Swimming didn’t come naturally to me, but now I’m a strong swimmer. What changed? I took a class in college where I was taught and practiced the basic strokes. A few decades later I even earned my Red Cross Lifeguard Certification. Now I swim 20 laps three times a week.
I went from dog paddling to swimming laps (and loving it) because I learned skills. What a difference a little learning can make!
OK, so what does this have to do with keeping kids safe from internet pornography?
- As much as possible, keep young kids safe and “roped in” when they have access to the internet. Filters, Google SafeSearch, and YouTube Kids app are helpful.
- Teach kids NEVER to type in a web address they are unfamiliar with; instead ALWAYS do a search for what they are looking for—this is a safe habit all kids should practice. (My young daughter was first exposed to a porn site when she innocently typed in girls.com.)

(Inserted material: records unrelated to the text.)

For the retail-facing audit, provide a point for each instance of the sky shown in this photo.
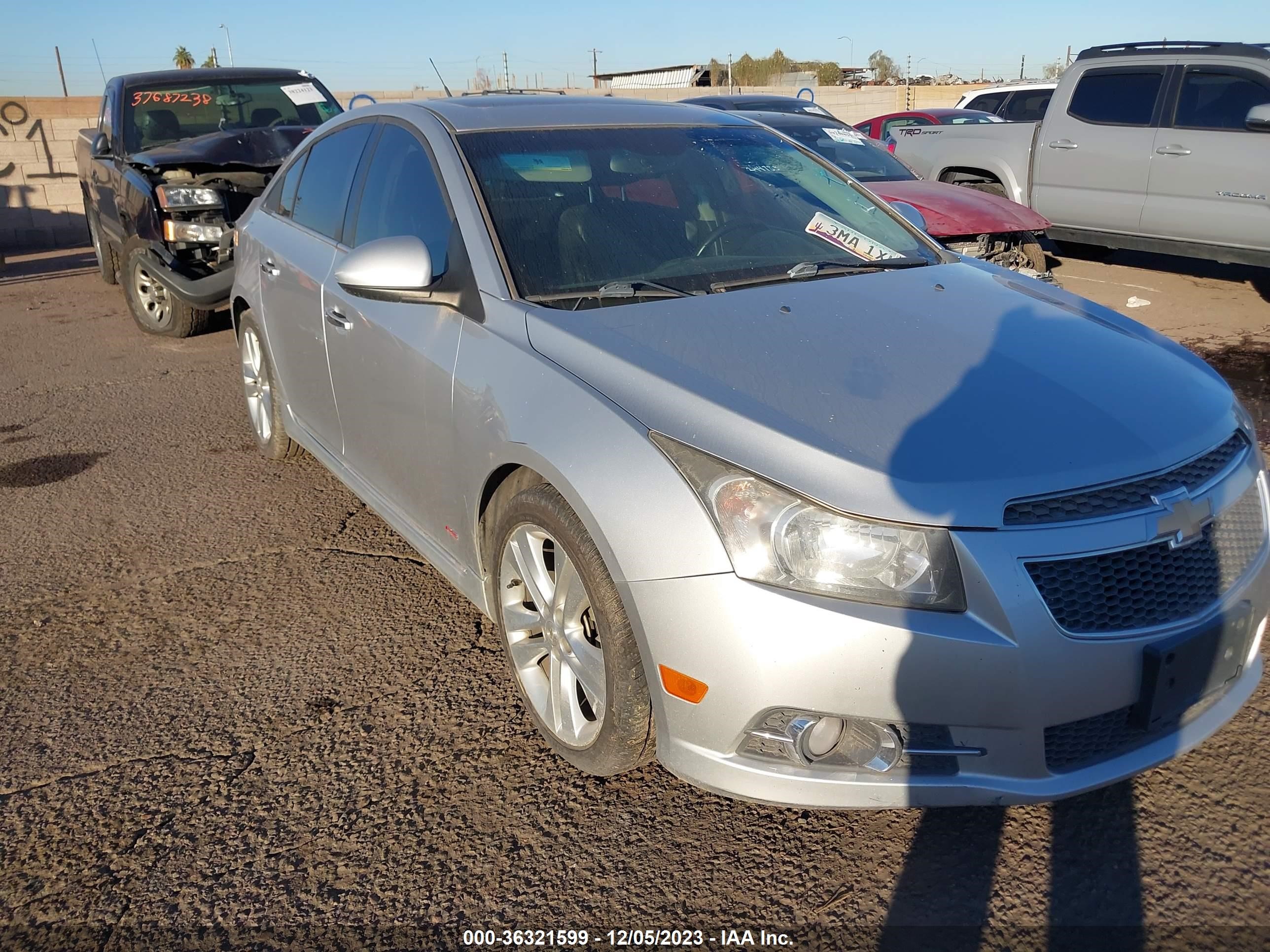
(376, 45)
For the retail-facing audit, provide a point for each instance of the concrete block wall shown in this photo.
(41, 202)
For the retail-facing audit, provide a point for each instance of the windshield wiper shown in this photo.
(821, 270)
(615, 290)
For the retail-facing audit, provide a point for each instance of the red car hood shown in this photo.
(954, 210)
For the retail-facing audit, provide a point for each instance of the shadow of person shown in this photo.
(1053, 391)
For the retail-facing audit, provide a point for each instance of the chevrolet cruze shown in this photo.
(752, 475)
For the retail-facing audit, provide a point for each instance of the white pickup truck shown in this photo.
(1159, 146)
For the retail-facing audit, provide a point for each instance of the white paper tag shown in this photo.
(847, 136)
(849, 239)
(304, 93)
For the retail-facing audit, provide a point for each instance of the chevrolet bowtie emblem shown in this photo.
(1185, 518)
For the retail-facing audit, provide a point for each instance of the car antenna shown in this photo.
(442, 79)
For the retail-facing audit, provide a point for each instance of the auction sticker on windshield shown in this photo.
(845, 136)
(304, 93)
(849, 239)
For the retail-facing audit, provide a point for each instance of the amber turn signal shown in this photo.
(681, 686)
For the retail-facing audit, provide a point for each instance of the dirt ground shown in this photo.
(237, 710)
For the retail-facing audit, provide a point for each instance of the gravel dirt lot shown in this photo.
(238, 710)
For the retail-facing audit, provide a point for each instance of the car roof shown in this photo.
(221, 74)
(536, 112)
(793, 120)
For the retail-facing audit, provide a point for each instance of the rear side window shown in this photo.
(1218, 100)
(324, 183)
(1117, 97)
(403, 197)
(1028, 106)
(988, 102)
(287, 190)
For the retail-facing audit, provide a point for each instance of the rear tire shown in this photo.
(263, 394)
(602, 725)
(107, 258)
(155, 309)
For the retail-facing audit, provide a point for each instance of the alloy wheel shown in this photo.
(153, 298)
(550, 627)
(256, 385)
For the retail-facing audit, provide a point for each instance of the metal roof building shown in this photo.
(658, 78)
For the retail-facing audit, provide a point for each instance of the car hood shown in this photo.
(954, 210)
(257, 149)
(931, 395)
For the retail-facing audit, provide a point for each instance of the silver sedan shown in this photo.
(753, 476)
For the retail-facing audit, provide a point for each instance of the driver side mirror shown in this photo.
(397, 268)
(911, 215)
(1258, 118)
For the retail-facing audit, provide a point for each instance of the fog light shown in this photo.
(1256, 642)
(191, 232)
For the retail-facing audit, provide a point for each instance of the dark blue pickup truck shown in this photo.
(175, 162)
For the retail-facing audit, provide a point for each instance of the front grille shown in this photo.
(1076, 744)
(1125, 497)
(1154, 584)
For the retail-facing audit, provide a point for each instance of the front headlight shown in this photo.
(187, 197)
(774, 536)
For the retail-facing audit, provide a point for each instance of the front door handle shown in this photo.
(340, 320)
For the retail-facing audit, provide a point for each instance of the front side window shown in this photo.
(578, 208)
(1218, 100)
(322, 196)
(160, 115)
(403, 197)
(1117, 97)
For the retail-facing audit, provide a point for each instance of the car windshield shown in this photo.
(850, 151)
(164, 113)
(687, 207)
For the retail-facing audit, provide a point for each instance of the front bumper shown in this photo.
(992, 678)
(209, 292)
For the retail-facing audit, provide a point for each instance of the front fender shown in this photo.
(512, 406)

- Make sure your kids know WHY you have the ropes in place. “The internet is fun and useful, but just like the ocean, there are some dangers we all need to be protected from.”
- Teach them HOW TO RESPOND if another child wants to show them something on a mobile device. At a minimum, they should always ask, “What are you going to show me?” I hear of too many stories of 6 year olds with smart phones exposing their friends to pornography. It’s happening more often than most parents know.
- Teach your kids the skills they need to stay safe. These include learning to recognize and label pornography when they see it and knowing how to deal with the very strong memories it creates.
- Check up on your kids and “test” them. As a part of a daily conversation, ask them about what they’ve seen on the internet at school or at a friend’s home. And when you do allow them to use a mobile device, make sure they pass your test and are ready.
I love the water. I can enjoy it because I learned the skills of swimming and water safety. Likewise, your kids can learn the skills they need to protect themselves so they can enjoy the amazing benefits of our online world.